Renée Jeanne Mignard, poètesse de notre temps. Elle est toujours disponible pour faire sur un évènement important de sa ville le poème qui convient. Elle répond toujours présente et prête son concours bénévole dans les écoles et les bibliothèques de Touraine.
Elle a publié six recueils:"Ecrits du coeur","La corde sensible","Coups de coeur","Le coeur en émoi", "A coeur joie "et son tout dernier-né,"Le coeur au bord des rimes". Je vous invite à découvrir ses merveilleux textes en parcourant son site.
La colombe
Une gente colombe est venue cette nuit Se poser doucement à côté de mon lit. Tristes étaient ses yeux, et sa robe nacrée Etait pleine de boue, et de rouge empourprée. Elle tenait au bec un rameau d'olivier Qu'elle vint déposer près de mon oreiller.
-"Tiens, prends-le, me dit-elle, il n'en est plus besoin. Cette branche de paix ne signifie plus rien. Je l'ai chérie longtemps, mais depuis quelques mois, Elle me pèse trop, elle est lourde pour moi. Prends, je t'en fais cadeau, fais-en ce qu'il te plaît. Je ne veux, quant à moi, plus la revoir jamais.-"

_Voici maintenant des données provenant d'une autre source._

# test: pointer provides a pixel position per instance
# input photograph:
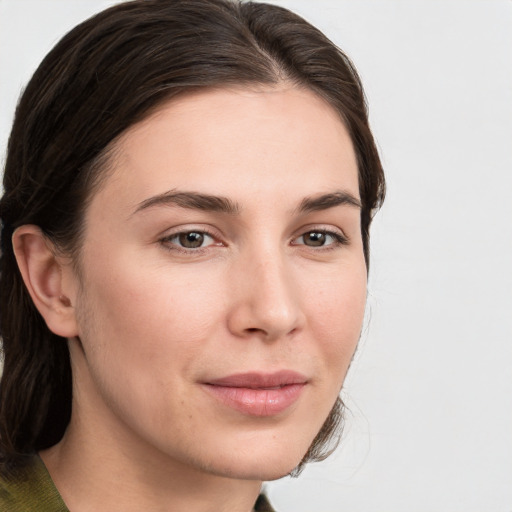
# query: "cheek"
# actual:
(337, 317)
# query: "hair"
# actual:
(105, 75)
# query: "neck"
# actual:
(91, 478)
(101, 465)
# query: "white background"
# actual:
(430, 390)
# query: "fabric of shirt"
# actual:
(33, 490)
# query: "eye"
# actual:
(320, 238)
(189, 240)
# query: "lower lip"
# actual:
(259, 401)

Je pris le rameau vert, symbole précieux Pour essuyer les pleurs qui coulaient de ses yeux. -"Colombe, mon amie pourquoi ce noir discours ? Crois-tu donc que sur terre il n'y a plus d'amour ? Que les oiseaux du ciel ne savent plus chanter, Et que n'embaument plus les roses de l'été ?
Que l'abeille rechigne à fabriquer son miel ? Qu'après un gros orage il n'est plus d'arc-en-ciel ? Que le bébé qui dort dans son petit berceau A perdu l'innocence, et n'est plus aussi beau ? Que si l'on s'en rapporte aux fautes qu'il commet, Le devenir de l'homme est maudit à jamais ?
Non, ne crois pas cela, ce serait un grand tort, Car le droit d'espérer nous est donné encor. Et même si parfois, la besogne est cruelle, Il n'est pas encor temps de replier tes ailes.-"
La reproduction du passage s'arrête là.